Il silenzio pesa, impaura. Anche il viandante, quando è solo nella campagna notturna e taciturna, sente il bisogno del canto, cioè della musica, per confortare il suo terrore. Anche Pascal, il sublime Pascal, era spaventato dall'immenso silenzio dei cieli infiniti.
La musica cerca di sormontare, d'interrompere il silenzio. Di convertirlo in suoni, in accordi, in armonie, cioè di alleviarne la pena, la paura e l'angoscia. I musicisti, a loro modo, forse senza saperlo, compiono un'opera di misericordia spirituale.
I musicisti perciò compiono il miracolo di dare la voce ai morti, di rivelare le parole che non osiamo dire, di suggerire un canto di gioia anche all'infelicità, di far nascere oscuri rimorsi anche nei soddisfatti. Quel che l'uomo non vuol confessare a se stesso e da lui vien relegato nel carcere del silenzio, la musica lo manifesta senza timore. Dei musicisti si potrebbe dare la definizione che Shakespeare dette dei poeti nel Re Lear: « le spie di Dio ».
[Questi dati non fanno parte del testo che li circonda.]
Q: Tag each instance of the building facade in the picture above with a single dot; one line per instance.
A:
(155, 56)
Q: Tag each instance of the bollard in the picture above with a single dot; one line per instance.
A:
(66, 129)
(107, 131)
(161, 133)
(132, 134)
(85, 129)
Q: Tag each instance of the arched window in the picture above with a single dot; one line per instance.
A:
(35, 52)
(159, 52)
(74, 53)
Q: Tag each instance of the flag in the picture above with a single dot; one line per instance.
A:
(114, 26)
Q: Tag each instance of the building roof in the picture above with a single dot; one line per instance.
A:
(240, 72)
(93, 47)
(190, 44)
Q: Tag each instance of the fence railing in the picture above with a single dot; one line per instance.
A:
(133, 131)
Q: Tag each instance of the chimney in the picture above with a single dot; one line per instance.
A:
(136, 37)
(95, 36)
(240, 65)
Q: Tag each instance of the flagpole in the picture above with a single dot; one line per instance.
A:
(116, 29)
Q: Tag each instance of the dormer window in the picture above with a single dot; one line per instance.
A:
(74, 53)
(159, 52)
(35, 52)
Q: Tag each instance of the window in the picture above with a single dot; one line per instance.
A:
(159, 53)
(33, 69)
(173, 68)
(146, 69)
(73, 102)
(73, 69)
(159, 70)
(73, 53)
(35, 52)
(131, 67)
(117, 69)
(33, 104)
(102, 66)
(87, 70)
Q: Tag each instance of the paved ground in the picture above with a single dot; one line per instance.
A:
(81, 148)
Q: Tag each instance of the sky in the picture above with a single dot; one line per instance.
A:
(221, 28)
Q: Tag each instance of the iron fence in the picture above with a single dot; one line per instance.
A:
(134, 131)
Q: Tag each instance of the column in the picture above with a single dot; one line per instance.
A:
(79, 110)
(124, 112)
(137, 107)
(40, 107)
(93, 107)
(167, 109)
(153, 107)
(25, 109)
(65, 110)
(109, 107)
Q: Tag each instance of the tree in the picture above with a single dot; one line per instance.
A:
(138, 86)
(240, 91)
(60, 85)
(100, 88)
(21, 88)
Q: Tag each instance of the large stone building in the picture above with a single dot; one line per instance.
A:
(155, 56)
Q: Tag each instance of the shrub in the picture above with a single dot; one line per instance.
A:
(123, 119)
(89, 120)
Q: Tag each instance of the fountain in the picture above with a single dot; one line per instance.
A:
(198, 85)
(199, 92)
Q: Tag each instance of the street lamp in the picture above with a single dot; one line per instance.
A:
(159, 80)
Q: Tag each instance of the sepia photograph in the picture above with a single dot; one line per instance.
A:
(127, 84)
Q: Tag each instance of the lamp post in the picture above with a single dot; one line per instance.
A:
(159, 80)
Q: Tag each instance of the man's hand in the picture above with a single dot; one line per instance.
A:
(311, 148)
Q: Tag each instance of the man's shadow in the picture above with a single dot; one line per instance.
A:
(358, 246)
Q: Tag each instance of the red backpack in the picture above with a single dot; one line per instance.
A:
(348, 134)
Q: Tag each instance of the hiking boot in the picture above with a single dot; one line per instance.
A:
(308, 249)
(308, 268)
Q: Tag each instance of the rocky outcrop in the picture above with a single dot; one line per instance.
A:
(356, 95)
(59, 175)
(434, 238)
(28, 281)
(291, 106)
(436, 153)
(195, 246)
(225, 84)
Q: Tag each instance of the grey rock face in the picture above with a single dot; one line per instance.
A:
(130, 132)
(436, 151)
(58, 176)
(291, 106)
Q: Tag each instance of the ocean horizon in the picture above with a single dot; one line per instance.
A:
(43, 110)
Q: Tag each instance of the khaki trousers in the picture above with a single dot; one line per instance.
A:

Ma i musicisti non possono operare quei prodigi che s'è detto se non sanno armonizzare, in se stessi, l'ordine divino degli astri e il disordine umano dei cuori. Essi tentano di ricomporre quel che Dio fece e l'uomo disfece. Perchè la musica non è, infine, che la balbettante registrazione dei palpiti del gran cuore dell'universo.